The I.O.O.F. was moving from the school hall so, in December 1896, the Board of Trustees voted that “the matter of leasing the Academy hall to the G.A.R. Post be left to the Secretary and Treasurer.” As the school continued in debt, the Trustees decided in February 1897 to prepare a statement of their financial condition and have it inserted in the Town Report. That statement, as published by the Town, showed an indebtedness of $587. Listed were amounts due the teachers for the Fall Term already past and the current Winter Term. Said Rev. Ross to the Town: “A debt has been steadily accumulating. This must stop.” He asked for an additional $100 from the taxpayers. It was granted. The Trustees also received donations from Alumni for, late in 1897, a vote of thanks was extended to those who had subscribed to the “Alumni Fund,” set up that year.
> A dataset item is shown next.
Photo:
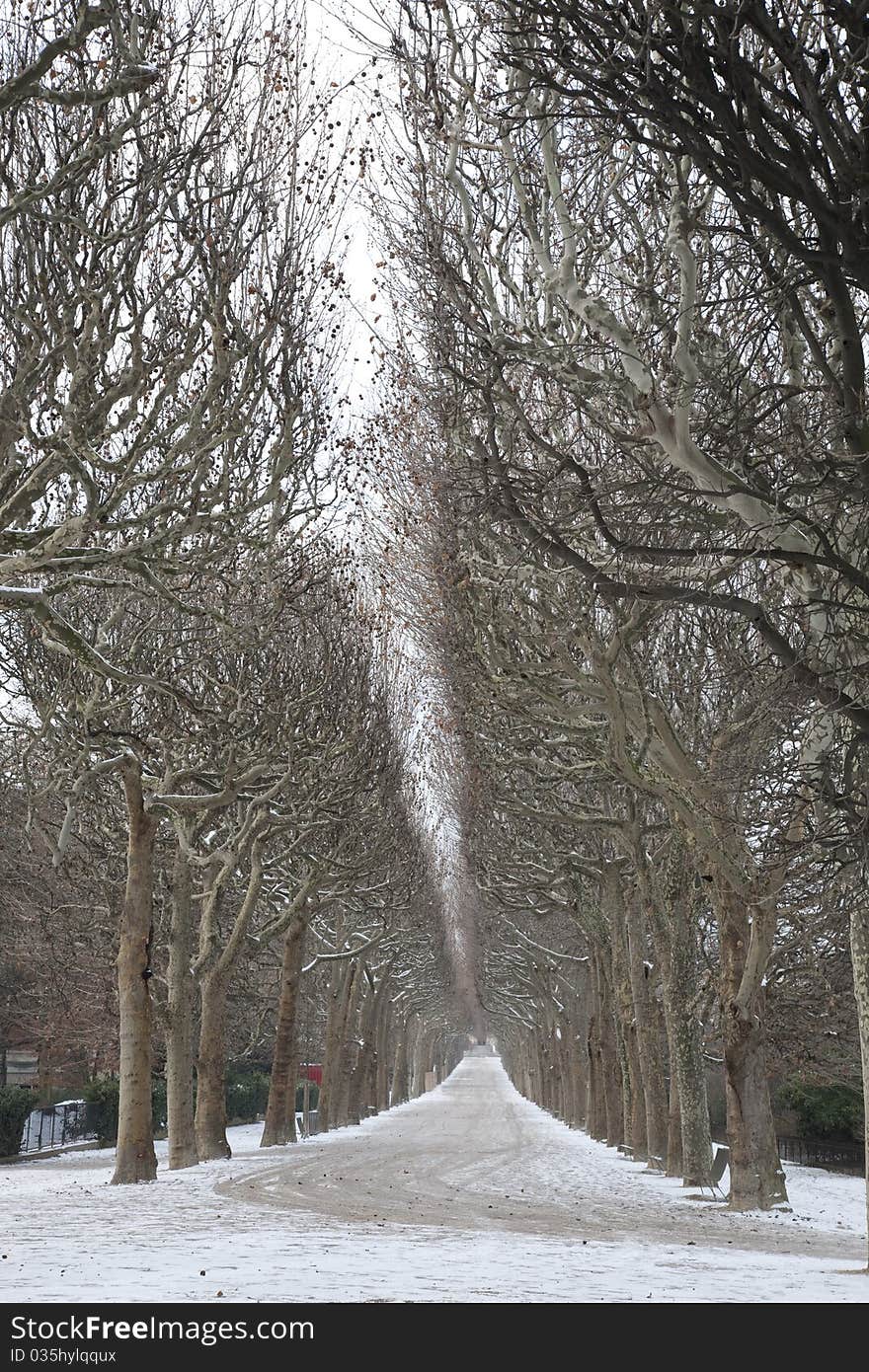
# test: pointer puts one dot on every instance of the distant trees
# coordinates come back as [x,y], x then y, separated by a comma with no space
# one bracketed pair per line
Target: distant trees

In the meantime, the first principal of the High School, Prof. Sanborn, resigned in November 1897 for health reasons. He retained his seal as a Trustee and would return after a year’s recuperation.{***}

{***In June 1930, after Prof. Sanborn’s death, the Alumni Association passed a very laudatory resolution on his contributions to Hampton Academy.}

There were 23 applicants for the vacant position and Dr. John D. Logan, with degrees from Dartmouth College and Harvard College, seemed “most preferable.” From the Trustees’ book: “Testimonials were then read as to Prof. Logan’s character and ability from Pres. Eliot (of Harvard) and others.” He was hired but remained only to the end of the school year with Prof. Sanborn being rehired at his old salary of $800 per year.

With the added Town appropriation and an amount for supplies plus borrowing by the Trustees, the old debt of the Academy was paid off in 1897. But payments on the new note were burdensome. Rev. Ross still had to sell the taxpayers of Hampton on the idea of keeping their support at $600 which represented about half of the income of the Corporation. In his reports to the Town in 1898 and 1899, he wrote that the Academy could not remain open with less than the current support. “Hampton,” he stated, “could not have a High School, as such as she now has, for three times the appropriation, were it not for the Academy.” For the three terms ending with the Winter Term 1898-99, there were 47 enrollees: six in the graduating Class of 1898, seven in the Senior Class graduating in 1899 (only five would graduate), 13 in the Advanced Middle Class. 14 in the Middle Class, and seven in the Junior Class. During that March-to-March period, $600 was received from the Town for tuition and $58 (down $100 from the previous year) for supplies. $280 was realized from investments, $261 was paid for nonresident tuition, and $29 was realized from the sale of books. There was no income listed from the rent of the hall although $35 had been received for that item in 1896-97. Expenses for diplomas (about $7 during these years) were listed as “supplies.” All expenditures fell in the categories of teachers’ salaries, supplies and janitor’s salary ($25).

In the summer of 1899, the Academy building got ready for the 20th century – its shingling and a badly needed painting were provided through a $200 gift from Mr. Tuck which was solicited by Trustee C.C. Toppan. And a donation of “valuable books” through the influence of a Gen. Gale was the object of a Trustees’ vote of appreciation. The next summer, slate blackboards and a central heating system were installed.

The Perkins Post of the Grand Army of the Republic, Hampton, had, indeed, rented the Academy hall, for in 1899 the Trustees elected a committee of one “to confer with the Grand Army in regard to the cannon in the Academy yard.”